SpaceX ditches landing legs on next Falcon 9 flight
BY STEPHEN CLARK
Posted: September 14, 2014
Updated Sept. 15 with SpaceX correction
SpaceX's next resupply mission to the International Space Station is set for takeoff as soon as Saturday after a rapid rebound from the company's last flight from Cape Canaveral, but the company does not plan to use the launch as another chance to practice rocket recovery procedures.
If ground crews pull it off, it will bust SpaceX's record turnaround time between Falcon 9 missions as the launch company ramps up its mission cadence to accomplish a jam-packed manifest.
Before now, the fastest turnaround between SpaceX launches was 22 days between a pair of commercial Falcon 9 flights from Cape Canaveral on July 14 and Aug. 5.
The Falcon 9 booster stage set to launch Saturday will not carry landing legs, according to Hannah Post, a SpaceX spokesperson.
Correcting an earlier statement, SpaceX said Monday it will still try to guide the first stage to a controlled soft splashdown in the Atlantic Ocean -- "with a low probability of success" -- but the company has no plans to retrieve it.
The rocket's first stage is programmed fly back to Earth after completing its work to boost the Dragon spacecraft off the launch pad, but engineers swapped out the Falcon 9 booster with a first stage originally assigned to another flight, officials said.
The reason for the changeout was not disclosed, but it means Saturday's flight will be without landing legs.
SpaceX fitted two Falcon 9 rockets earlier this year with landing legs.
During liftoff, the carbon fiber-aluminum honeycomb legs are left folded against the rocket's first stage. Once the booster finishes its main job in the launch sequence, the stage falls away and uses leftover propellant to re-ignite its engines for a controlled descent back to Earth. Moments before reaching the ground, the legs extend down and outward.
The launches with landing legs earlier this year were exercises, culminating with splashdown in the Atlantic Ocean a few hundred miles from Cape Canaveral.
SpaceX plans to eventually land its rocket stages on a barge or on shore, allowing engineers to refurbish the hardware for reuse. The next two launches after Saturday's mission will attempt landing the first stage on a solid surface, according to SpaceX.

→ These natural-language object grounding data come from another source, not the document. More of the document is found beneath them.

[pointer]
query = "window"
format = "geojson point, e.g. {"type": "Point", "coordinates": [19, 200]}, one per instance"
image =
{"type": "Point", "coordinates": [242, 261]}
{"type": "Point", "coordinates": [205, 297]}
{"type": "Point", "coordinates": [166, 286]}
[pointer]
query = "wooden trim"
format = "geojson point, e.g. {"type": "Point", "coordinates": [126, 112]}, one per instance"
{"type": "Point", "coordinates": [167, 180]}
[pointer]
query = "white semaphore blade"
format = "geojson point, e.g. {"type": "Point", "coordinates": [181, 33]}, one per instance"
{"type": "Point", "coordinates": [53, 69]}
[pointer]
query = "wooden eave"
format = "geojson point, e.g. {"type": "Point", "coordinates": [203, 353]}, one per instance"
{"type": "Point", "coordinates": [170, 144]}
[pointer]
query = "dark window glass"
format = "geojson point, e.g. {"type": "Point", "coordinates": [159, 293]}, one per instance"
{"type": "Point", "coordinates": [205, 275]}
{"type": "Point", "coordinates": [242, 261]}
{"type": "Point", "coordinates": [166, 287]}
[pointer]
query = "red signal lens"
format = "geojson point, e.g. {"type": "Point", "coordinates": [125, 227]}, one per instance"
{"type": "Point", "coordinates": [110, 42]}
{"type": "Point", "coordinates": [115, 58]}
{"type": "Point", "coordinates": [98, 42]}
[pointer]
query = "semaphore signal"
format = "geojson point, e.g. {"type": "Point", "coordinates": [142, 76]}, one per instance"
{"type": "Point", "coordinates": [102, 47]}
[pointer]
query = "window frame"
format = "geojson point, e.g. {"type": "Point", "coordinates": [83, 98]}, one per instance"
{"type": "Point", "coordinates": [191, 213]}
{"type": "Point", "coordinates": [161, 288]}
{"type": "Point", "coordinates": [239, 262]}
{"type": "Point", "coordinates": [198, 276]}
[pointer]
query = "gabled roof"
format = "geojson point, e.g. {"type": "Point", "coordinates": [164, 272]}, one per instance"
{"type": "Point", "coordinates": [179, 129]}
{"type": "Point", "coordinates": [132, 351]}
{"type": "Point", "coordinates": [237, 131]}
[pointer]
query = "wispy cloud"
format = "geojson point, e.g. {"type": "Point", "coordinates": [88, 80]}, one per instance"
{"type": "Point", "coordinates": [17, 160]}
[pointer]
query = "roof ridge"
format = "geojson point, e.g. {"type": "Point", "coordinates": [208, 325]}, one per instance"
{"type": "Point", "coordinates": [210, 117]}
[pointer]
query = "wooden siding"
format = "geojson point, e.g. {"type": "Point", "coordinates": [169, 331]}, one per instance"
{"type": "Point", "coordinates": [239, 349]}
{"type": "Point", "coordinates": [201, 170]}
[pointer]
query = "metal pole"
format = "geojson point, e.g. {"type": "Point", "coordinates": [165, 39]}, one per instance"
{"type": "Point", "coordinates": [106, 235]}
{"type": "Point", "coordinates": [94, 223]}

The last two Falcon 9 missions carried large communications satellites to high-altitude orbits, leaving insufficient fuel for a full descent and landing of the rocket's first stage.
Following the static engine firing, launch crews will rotate the rocket back horizontal to install time-sensitive cargo into the Dragon spacecraft's pressurized cabin. The rest of the ship's cargo load is already packed inside.
The supplies to be loaded into the unmanned capsule on the eve of launch include 20 mice serving as experimental specimens for scientists studying muscle atrophy.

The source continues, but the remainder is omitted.